In his petition, Morales argued that Revilla remains a US citizen, alleging that he “never took an oath of allegiance to the Republic of the Philippines, much less executed a personal and sworn renunciation thereof, which makes him ineligible for the position.”

“[Revilla] continuously processes the status of being an American citizen since in the first place, he never expressly renounced his foreign citizenship,” Morales said.

Attached to the Morales petition was a copy of Revilla’s United States “passport.” Morales said it was “an ostensible proof that respondent never relinquished his foreign citizenship.”

Also “manifestly indicated” in Revilla’s travel information was that he “remains to be a US citizen,” he said.

Other issues

In the OFWFC resolution, the Señeres group said it had “obtained a document from the Bureau of Immigration which shows that starting 2002 up to 2009, Revilla was using a US passport in his travels overseas.”

The group said it “cannot be a party to a culpable violation of the Constitution which prohibits a foreigner to run for public office in the Philippines.”

The OFWFC had other issues besides citizenship against Revilla.

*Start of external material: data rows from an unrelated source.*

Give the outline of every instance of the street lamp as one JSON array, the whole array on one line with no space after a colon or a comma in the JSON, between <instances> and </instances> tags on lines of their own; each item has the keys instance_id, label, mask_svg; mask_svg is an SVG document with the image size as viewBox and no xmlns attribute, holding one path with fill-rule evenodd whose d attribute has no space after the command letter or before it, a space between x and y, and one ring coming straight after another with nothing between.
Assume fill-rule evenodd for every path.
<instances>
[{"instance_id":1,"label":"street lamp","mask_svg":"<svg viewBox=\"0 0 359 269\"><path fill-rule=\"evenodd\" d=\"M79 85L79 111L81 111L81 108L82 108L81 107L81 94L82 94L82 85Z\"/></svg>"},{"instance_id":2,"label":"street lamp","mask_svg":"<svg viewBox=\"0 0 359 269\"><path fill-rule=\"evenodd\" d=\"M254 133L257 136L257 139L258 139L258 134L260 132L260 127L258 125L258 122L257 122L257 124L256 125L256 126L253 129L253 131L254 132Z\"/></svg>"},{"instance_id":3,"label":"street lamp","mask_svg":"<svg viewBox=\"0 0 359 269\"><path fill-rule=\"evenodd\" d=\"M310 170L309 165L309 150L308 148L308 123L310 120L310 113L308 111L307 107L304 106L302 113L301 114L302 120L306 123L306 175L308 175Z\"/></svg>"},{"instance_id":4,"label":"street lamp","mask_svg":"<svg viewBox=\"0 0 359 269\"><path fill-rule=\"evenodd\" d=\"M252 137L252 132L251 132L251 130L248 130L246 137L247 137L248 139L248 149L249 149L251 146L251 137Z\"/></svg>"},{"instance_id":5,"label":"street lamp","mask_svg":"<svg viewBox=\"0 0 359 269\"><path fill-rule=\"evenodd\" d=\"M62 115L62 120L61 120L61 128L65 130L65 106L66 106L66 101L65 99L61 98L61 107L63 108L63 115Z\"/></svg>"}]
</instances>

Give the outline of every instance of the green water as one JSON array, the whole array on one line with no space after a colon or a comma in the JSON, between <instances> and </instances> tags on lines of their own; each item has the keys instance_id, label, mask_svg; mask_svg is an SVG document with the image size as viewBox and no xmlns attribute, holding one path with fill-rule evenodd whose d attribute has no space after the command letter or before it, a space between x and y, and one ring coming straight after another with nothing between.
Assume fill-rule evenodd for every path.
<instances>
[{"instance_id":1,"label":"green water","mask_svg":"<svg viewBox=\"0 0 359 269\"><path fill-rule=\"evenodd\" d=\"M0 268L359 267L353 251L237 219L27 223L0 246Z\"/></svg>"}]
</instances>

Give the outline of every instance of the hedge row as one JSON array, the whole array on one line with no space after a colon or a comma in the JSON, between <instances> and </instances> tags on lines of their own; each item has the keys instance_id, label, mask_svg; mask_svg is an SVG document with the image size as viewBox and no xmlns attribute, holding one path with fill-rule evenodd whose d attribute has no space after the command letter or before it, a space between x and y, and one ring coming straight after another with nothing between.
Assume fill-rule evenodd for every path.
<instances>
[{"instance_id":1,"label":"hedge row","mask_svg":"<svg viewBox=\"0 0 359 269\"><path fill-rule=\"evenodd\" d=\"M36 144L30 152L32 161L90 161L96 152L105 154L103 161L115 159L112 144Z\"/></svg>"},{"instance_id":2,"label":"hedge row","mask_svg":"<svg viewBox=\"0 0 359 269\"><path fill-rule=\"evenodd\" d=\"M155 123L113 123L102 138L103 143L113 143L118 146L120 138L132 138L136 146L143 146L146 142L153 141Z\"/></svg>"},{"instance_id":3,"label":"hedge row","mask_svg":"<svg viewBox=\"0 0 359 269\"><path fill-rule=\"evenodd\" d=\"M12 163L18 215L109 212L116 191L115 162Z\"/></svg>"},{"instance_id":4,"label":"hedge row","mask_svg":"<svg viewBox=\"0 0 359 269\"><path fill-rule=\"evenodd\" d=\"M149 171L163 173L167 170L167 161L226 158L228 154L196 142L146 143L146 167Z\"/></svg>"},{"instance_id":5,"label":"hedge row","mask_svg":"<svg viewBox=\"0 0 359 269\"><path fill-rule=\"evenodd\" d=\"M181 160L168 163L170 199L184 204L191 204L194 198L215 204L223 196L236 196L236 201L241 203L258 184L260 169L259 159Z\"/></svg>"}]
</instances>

It said he “did not actively participate in the campaign and was absent during [the] majority of the important meetings of the national executive committee.”

Señeres said he had been informed of Revilla’s dual citizenship in the middle of the campaign and had told the latter to sort out the matter. But Revilla never got back to him and showed up only after the group won the two House seats, he said.

“In all honesty, I really didn’t know that he was a dual citizen,” he said.